There were lots of questions about the updated revenue estimates for the redevelopment. Here’s what the report says:
Based on current development practices, upon full build out, preliminary estimates suggest that the City Centre Redevelopment will generate annual tax revenues in excess of $20 million per year and generate net sales revenues in excess of $70 million.
Phil stressed that we’ll have better information after the master plan process, and that the estimates are conservative and very approximate. He cited a change in parameters (notably the amount of land set aside for institutional use, and an increase in the amount of residential use and thus a decrease in the more lucrative commercial space) as contributing to any differences from previous estimates.
Here’s what Economic Impact Analysis (PDF) from June 2009 said:
The overall beneﬁt to the City of Edmonton resulting from redevelopment of the ECCA lands is estimated to total $93 million (2009 $ net present value over 35 years using a 10% discount rate). This beneﬁt is expected to range between $55 and $168 million when the discount rate applied to future costs and revenues is varied by ±3%.
You can find all the other relevant documents here. It’ll be interesting to see how these numbers change as we learn more, but right now, they don’t seem that far off from where we were at last year.
Phil said that the redevelopment is still a vitally important project for the City of Edmonton, one that will bring a number of benefits to Edmontonians. His team has not received anything from the finalists in the design competition just yet, but it sounds like they are hard at work.
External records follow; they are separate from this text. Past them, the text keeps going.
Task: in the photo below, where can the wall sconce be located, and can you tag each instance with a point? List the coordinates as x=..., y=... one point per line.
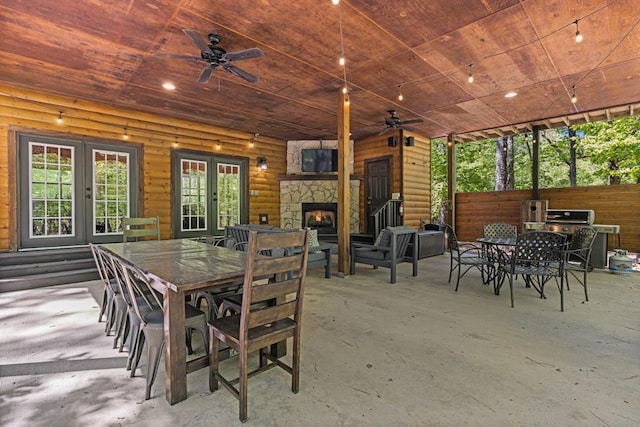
x=262, y=163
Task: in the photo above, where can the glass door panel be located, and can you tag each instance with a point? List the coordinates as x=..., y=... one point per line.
x=212, y=193
x=73, y=192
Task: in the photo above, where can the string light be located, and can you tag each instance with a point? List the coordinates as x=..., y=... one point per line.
x=342, y=58
x=579, y=37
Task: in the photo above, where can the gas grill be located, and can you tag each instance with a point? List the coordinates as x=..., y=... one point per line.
x=566, y=221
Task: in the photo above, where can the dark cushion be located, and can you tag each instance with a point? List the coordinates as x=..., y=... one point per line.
x=384, y=238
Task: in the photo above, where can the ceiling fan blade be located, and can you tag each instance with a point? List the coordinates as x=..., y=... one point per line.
x=254, y=52
x=197, y=40
x=205, y=75
x=240, y=73
x=176, y=56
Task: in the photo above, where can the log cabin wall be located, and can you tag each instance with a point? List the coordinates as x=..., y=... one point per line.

I look forward to seeing what they have come up with in January!
UPDATE: Here’s a PDF document that outlines the range of redevelopment opportunities as they were envisioned in 2009. The net revenues of the options range from $91 million to $486 million.
UPDATE2: Another update from the City, received this evening:
Previous estimates of City revenues ranging from $91M to $486M remain accurate. These are based on the City acting as developer in four possible redevelopment scenarios. The anticipated revenue from the sale of the land as reported in the update is $70M. This number is based on the City selling the land to a developer, rather than acting as the developer itself, as is intended. The option for the City to simply sell the land was not one of the previous four redevelopment scenarios, and should not have been included in the quarterly update report. It is not an option the City is considering.